Mariah Villanueva is a catcher by trade.
It’s the position Villanueva has owned since she first started playing softball as a young girl. It’s the place where she has fine tuned her skills and made her mark on every single team she played for, including the Roberto Clemente Little League Senior team that won both the District 7 and Region 2 championships in 2017, helping the team reach the state championships.
But when McNair Academic’s softball team needed a pitcher, then Villanueva graciously volunteered to head to the mound instead of her usual spot behind the plate.
“It was definitely difficult,” said Villanueva, a junior at McNair. “The team needed me, so I made my priority becoming a pitcher. I knew I had to step up.”
It was a move that John Hughes definitely accepted, especially since Hughes was taking over the head coaching duties at McNair Academic after veteran coach Vahon McCullers retired at the end of last season. Hughes, a veteran assistant coach, made the move up to take over in McCullers’ absence.
“She was my pitcher,” Hughes said without a hesitation. “She wanted the job. That just shows her selflessness. She’s about as unflappable of an athlete I’ve ever coached.”
Not only has Hughes been part of the McNair coaching family, but he has also spent time coaching the Bayonne High School hockey team.
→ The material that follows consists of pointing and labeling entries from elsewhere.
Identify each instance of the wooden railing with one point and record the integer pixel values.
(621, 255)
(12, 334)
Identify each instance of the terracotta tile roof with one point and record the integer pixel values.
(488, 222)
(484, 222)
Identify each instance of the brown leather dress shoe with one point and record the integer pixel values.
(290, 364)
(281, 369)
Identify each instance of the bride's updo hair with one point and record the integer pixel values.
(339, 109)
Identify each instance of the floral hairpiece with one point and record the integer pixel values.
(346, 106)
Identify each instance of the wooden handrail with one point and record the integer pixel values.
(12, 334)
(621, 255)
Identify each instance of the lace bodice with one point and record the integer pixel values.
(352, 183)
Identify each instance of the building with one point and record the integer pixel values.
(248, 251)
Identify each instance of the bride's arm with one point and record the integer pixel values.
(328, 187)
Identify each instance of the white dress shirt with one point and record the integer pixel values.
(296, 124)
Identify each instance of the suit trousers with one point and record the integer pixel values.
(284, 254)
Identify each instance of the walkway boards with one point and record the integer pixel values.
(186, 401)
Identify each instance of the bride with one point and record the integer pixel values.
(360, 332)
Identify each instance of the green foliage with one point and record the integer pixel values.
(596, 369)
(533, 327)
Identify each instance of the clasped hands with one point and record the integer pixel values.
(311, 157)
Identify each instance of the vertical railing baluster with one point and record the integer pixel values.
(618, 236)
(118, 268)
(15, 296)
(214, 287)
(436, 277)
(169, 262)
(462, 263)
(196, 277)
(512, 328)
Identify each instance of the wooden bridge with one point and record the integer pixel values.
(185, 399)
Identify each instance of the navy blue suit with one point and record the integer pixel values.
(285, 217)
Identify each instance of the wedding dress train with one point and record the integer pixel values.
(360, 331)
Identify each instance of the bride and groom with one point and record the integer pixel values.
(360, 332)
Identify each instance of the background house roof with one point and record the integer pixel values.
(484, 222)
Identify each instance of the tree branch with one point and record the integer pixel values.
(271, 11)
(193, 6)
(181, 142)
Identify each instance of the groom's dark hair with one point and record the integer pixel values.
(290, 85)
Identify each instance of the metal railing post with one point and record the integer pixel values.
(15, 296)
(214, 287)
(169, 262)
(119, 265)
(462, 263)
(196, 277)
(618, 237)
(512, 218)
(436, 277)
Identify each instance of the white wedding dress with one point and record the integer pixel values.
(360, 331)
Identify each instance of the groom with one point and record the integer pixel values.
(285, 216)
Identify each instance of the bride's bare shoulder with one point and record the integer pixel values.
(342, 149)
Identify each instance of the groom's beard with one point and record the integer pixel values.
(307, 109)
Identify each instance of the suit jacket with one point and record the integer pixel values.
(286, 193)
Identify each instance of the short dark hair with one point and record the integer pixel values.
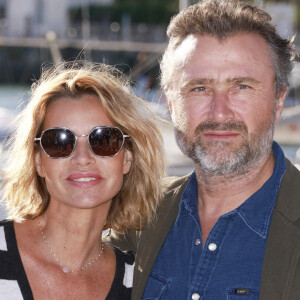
(226, 18)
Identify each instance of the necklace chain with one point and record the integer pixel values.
(64, 268)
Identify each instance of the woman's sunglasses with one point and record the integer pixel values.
(60, 142)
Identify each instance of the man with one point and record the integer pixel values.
(231, 229)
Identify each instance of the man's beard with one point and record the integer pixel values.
(215, 158)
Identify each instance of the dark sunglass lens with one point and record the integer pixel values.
(58, 142)
(106, 141)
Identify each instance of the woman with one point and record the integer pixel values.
(84, 158)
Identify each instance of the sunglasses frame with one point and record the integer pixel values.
(82, 135)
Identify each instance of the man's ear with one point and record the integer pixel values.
(38, 164)
(127, 161)
(279, 104)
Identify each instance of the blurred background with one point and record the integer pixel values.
(129, 34)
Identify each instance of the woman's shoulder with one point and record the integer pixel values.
(6, 228)
(122, 283)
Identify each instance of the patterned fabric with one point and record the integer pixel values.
(14, 284)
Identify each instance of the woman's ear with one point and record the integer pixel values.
(127, 161)
(38, 163)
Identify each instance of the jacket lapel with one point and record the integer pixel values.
(153, 238)
(280, 273)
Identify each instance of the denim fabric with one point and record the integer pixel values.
(230, 264)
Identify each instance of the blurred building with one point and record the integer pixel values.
(34, 18)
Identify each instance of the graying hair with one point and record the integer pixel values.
(226, 18)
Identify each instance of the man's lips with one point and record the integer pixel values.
(221, 135)
(84, 179)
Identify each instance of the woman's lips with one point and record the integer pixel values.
(84, 180)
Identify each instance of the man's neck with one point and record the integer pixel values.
(219, 195)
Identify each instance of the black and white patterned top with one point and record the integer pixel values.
(14, 284)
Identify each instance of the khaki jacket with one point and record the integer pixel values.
(281, 266)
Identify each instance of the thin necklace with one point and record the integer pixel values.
(64, 268)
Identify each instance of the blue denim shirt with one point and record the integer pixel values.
(230, 264)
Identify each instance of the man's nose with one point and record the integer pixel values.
(220, 109)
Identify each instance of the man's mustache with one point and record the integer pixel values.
(227, 126)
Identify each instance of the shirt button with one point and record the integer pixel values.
(195, 296)
(212, 246)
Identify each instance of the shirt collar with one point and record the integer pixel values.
(257, 210)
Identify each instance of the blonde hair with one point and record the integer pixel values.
(25, 193)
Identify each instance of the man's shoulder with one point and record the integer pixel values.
(288, 200)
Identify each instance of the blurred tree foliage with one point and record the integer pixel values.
(296, 3)
(146, 11)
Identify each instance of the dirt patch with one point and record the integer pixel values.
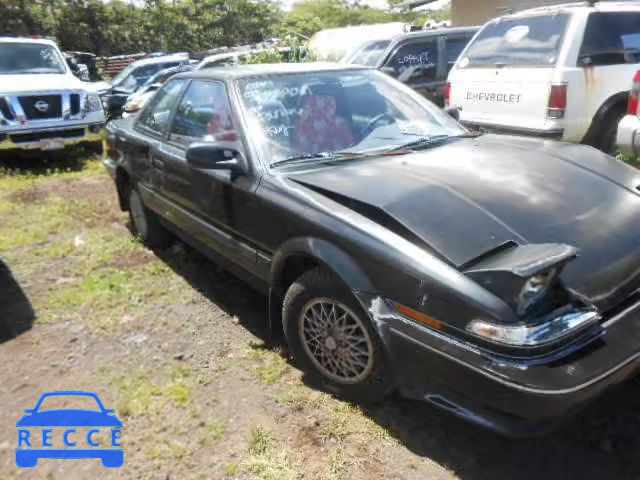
(29, 195)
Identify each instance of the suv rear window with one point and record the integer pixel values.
(611, 38)
(517, 42)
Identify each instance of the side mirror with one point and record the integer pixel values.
(216, 156)
(453, 112)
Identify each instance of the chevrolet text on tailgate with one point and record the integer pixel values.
(497, 277)
(560, 71)
(43, 106)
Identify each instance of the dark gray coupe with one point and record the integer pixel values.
(496, 277)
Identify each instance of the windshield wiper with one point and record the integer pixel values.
(421, 142)
(314, 156)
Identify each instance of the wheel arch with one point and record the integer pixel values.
(299, 255)
(610, 105)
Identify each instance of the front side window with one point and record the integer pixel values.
(155, 118)
(454, 48)
(204, 113)
(415, 62)
(359, 111)
(517, 42)
(611, 38)
(33, 58)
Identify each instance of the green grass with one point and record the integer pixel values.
(138, 395)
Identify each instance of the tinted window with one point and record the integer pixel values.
(415, 62)
(518, 42)
(370, 54)
(454, 49)
(156, 116)
(204, 113)
(611, 38)
(295, 115)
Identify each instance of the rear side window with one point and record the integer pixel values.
(518, 42)
(204, 113)
(415, 62)
(611, 38)
(155, 117)
(370, 54)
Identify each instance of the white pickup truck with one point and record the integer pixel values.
(561, 71)
(43, 106)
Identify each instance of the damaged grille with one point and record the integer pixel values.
(74, 103)
(41, 107)
(36, 136)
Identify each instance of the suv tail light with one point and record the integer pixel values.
(634, 100)
(557, 101)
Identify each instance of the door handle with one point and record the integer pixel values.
(141, 148)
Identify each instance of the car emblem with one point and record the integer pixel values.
(41, 106)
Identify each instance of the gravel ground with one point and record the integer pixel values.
(180, 349)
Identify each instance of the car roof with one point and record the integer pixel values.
(42, 41)
(162, 59)
(439, 31)
(240, 71)
(605, 6)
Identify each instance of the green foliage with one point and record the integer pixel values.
(119, 27)
(291, 50)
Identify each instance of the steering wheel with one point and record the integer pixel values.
(370, 127)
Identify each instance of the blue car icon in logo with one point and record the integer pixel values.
(30, 440)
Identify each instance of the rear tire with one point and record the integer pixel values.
(146, 223)
(605, 138)
(332, 339)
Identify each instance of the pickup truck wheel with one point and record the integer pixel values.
(146, 223)
(332, 340)
(605, 139)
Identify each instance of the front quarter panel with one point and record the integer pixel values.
(368, 257)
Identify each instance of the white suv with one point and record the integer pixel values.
(560, 71)
(43, 105)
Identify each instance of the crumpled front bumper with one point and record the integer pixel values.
(51, 138)
(515, 397)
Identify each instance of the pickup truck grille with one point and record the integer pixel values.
(41, 107)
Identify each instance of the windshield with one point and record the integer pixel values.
(297, 115)
(369, 54)
(119, 78)
(520, 42)
(16, 58)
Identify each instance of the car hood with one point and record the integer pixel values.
(10, 84)
(69, 418)
(470, 196)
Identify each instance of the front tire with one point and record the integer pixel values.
(332, 339)
(145, 223)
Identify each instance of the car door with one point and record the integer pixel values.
(221, 205)
(143, 145)
(418, 63)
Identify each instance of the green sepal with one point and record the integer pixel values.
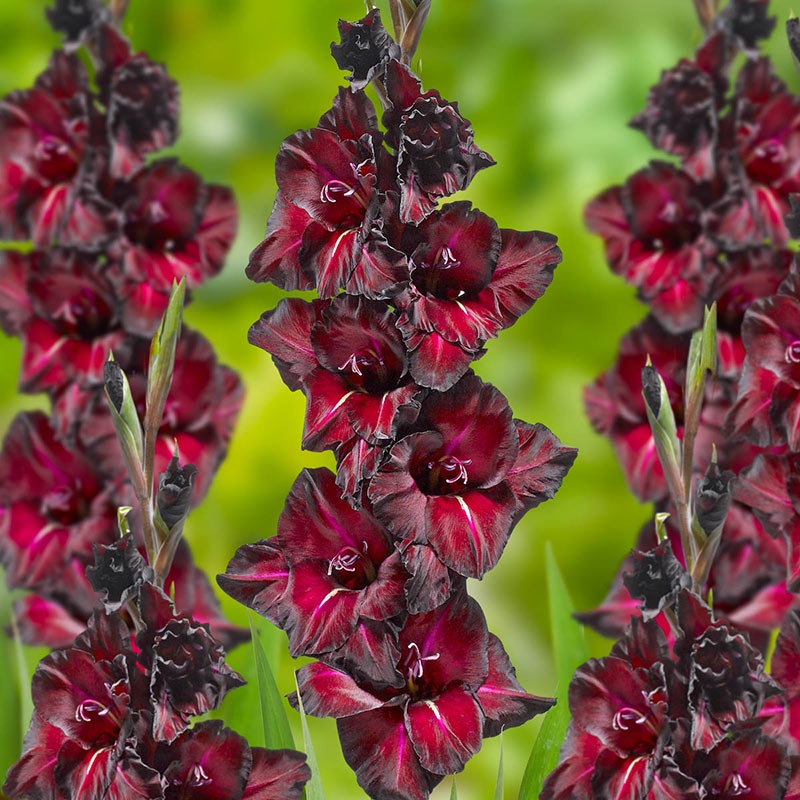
(702, 359)
(122, 520)
(126, 422)
(661, 529)
(662, 424)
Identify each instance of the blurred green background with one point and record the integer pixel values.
(549, 88)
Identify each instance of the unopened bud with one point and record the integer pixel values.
(175, 488)
(651, 388)
(713, 498)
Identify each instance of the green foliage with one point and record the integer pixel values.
(313, 790)
(569, 651)
(277, 733)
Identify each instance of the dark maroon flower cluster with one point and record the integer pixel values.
(712, 229)
(368, 568)
(113, 717)
(107, 234)
(683, 706)
(96, 232)
(698, 719)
“Mariah has the perfect disposition,” Hughes said. “She doesn’t get upset with the other players on the team. In fact, she acts as a mentor to the younger players. And we have a pretty young team. She has this calm demeanor about her. It’s really amazing to have that kind of composure at such a young age.”
Perhaps it helps that Villanueva has her younger sister, Mya, as her catcher. Mya Villanueva has also changed positions for the good of the Cougars. The younger Villanueva is a third baseman and outfielder when she plays travel softball in the summer months.
The Villanueva sisters became involved in softball because of their father, Gabriel, who was a baseball player during his high school days at North Bergen.
“My sister, my Dad and I played a lot together growing up,” Mariah Villanueva said. “It definitely helped me become a better player.”
So during the offseason, Mariah Villanueva spent a lot of time throwing to her sister.
“It definitely helped that my sister is my catcher,” Mariah Villanueva said. “It’s almost like she can read my mind. I’m not going to overpower anyone. I just try hard to outsmart the opposing batter. I want to out think them.”
Hughes likes Villanueva’s approach as a pitcher.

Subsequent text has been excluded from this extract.